Other Considerations
In addition to the structuring challenges and considerations discussed above, managers should be mindful of the following issues when implementing beta overlay share classes:
- CPO registration. We understand index swaps are the most efficient way to express beta. As swaps are deemed to be commodity interests, managers who rely on the commodity pool operator exemption set forth in CFTC Regulation 4.13(a)(3) should ensure they will continue to be able to comply with the de minimis commodity interest trading limitations set out in that regulation.
- Limiting beta overlay share class capacity. Managers, especially those offering add-on share classes, may wish to limit the capacity of beta overlay classes in order to preserve sufficient unencumbered cash for the fund’s alpha portfolio. This may also help to mitigate the potential conflicts and risks between the beta overlay and the pure alpha investors. Managers should disclose the capacity limits, if any, and the criteria for allocating the beta overlay shares to investors, and reserve the right to adjust the limits and the allocations as needed.
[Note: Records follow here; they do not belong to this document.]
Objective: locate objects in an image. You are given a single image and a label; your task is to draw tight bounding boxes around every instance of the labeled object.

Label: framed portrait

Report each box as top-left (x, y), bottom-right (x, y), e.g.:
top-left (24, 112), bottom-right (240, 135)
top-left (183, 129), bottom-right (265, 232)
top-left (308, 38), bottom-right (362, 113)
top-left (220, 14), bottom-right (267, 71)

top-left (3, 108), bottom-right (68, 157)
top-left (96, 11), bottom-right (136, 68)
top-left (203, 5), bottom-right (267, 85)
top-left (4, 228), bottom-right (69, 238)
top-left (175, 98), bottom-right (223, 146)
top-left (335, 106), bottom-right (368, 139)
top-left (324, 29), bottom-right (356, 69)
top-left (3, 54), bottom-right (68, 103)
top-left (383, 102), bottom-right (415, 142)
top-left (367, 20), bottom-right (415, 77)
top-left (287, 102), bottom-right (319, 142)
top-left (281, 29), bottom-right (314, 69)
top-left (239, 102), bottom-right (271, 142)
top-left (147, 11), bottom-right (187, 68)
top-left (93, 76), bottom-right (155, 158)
- Adding flexibility to add new indexes in the future. Depending on the manager’s alpha strategy and desires of the investors, managers should include broad discretion in the fund’s offering documents to offer beta overlay share classes tracking different or additional indexes in the future. Managers should consider the additional contagion risk associated with offering multiple beta index options.
Conclusion
Before introducing beta overlay strategies (especially through Add-on Class Structures), managers should carefully consider whether such strategies could present contagion or other risks to their existing core funds and/or investors in “pure alpha” strategies, and whether those risks can be mitigated structurally (for example, by limiting the size of the beta overlay strategy relative to the core fund, or by negotiating with trading counterparties to limit their recourse if the beta portfolio deteriorates). Where these risks cannot be structurally eliminated and/or are material, managers will need to ensure that they are adequately and effectively disclosed to both prospective and existing fund investors (and, with respect to existing investors, that any necessary consents have been properly obtained).